Refactoring usually alters the abstractions used. A new layer could get added that simplifies complex interactions by handling those details. Or extra layers that get in the way are removed to produce simpler code. But if a new problem comes along that doesn't fit into these new abstractions, then the game is up. Chances are we'll put in a hack to work around that "edge case", and those can start to pile up, especially if other programmers start putting their hands in the mix. And before you know it, we'll be talking about a new refactoring.

I'm not arguing that we should never clean up code though. I'm just pointing out that there are often more factors involved when thinking about cleaning up than just making the code prettier. What cleaning up does seem to do is improve morale. Most programmers would much rather write a 1000 new lines of clean, sparkling code, rather than try to figure out the ten lines in a 10000 line messy codebase that need to be modified. And when bold, noble undertakings like these are launched, I start to feel like Braveheart just gave me a speech before an impossible battle.

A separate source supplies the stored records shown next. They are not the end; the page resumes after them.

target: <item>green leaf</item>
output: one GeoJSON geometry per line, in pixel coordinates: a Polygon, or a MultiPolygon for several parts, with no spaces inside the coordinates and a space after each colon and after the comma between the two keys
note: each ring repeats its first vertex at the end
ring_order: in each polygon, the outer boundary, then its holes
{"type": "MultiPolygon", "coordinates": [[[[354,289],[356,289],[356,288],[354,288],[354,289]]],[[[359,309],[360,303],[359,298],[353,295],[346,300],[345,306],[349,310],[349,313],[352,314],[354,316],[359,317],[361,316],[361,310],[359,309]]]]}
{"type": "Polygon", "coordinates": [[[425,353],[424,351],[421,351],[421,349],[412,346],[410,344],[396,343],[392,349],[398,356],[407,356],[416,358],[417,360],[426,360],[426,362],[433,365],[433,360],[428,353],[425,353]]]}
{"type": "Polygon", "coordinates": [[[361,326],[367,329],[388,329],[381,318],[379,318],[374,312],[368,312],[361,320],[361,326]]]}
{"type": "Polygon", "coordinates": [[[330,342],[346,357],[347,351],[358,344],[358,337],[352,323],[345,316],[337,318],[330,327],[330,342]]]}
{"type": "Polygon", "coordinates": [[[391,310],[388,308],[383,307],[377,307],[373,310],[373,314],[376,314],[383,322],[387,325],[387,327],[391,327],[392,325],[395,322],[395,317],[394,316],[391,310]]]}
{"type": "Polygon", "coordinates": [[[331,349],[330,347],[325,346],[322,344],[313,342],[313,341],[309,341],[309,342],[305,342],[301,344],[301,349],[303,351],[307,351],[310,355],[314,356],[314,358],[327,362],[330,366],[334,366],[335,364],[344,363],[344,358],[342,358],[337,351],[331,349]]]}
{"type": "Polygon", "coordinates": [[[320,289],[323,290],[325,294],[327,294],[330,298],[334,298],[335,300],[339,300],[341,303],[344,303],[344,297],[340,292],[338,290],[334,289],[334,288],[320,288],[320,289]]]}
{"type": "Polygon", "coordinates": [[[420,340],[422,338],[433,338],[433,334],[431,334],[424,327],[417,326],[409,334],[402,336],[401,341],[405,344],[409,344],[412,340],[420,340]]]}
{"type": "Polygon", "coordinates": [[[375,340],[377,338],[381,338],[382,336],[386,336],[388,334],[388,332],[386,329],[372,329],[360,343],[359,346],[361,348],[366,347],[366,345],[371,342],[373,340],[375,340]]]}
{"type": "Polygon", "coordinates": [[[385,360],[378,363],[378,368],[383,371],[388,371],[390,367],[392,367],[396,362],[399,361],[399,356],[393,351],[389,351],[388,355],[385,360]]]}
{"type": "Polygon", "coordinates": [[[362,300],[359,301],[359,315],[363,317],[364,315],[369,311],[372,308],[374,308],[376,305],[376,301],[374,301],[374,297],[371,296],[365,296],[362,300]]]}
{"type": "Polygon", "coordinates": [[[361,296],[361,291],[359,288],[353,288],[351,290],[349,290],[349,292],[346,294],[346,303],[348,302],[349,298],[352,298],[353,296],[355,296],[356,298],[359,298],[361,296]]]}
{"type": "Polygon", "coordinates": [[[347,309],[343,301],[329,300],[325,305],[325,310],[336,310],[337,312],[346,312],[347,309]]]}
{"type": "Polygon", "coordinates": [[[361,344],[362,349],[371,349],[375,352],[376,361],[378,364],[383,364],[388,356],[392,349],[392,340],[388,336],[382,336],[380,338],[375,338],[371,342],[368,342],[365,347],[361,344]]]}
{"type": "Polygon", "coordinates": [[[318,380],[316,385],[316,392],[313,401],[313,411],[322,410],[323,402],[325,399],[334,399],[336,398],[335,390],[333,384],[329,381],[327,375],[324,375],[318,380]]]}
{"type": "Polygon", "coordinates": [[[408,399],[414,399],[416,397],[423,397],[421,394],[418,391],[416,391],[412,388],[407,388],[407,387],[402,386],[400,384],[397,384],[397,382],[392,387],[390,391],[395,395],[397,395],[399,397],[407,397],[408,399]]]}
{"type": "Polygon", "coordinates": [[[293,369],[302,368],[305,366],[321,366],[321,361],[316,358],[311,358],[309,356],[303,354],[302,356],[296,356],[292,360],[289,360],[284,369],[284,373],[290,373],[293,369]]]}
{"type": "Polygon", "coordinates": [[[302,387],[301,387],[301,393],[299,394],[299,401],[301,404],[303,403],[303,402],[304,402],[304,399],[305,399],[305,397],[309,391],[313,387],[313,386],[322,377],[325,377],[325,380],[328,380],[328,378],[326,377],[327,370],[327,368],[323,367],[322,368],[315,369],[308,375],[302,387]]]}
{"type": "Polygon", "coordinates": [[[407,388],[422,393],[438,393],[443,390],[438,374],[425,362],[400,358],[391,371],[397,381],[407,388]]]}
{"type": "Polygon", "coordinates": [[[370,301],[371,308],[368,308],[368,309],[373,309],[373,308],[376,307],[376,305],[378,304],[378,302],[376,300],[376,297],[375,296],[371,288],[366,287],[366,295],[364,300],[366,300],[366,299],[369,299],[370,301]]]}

And what usually ends up happening is that the small splinter cell team beats the odds. But why? There's too much work and not enough time. Well, I think that the answer is simple: the programmers work harder. And the reason for that is that they are a whole lot more motivated with the prospect of a fresh start instead of trying to keep a big ball of mud together.

In the end, major refactorings are a tough call either way. And the technical issues might not be the whole story. Social issues can also play a role in the decision too. Programmers tend to take attacks on their code personally, and arguments can turn into personal vendettas quickly.

But just like we're always able to find ways around a messy desk, we find ways around our technical problems too. And regardless of the decision, thinking about the problem gives us more insight into it. So ultimately, we're better off anyway after the exploration step. To use a cliche:

The journey is more important than the destination.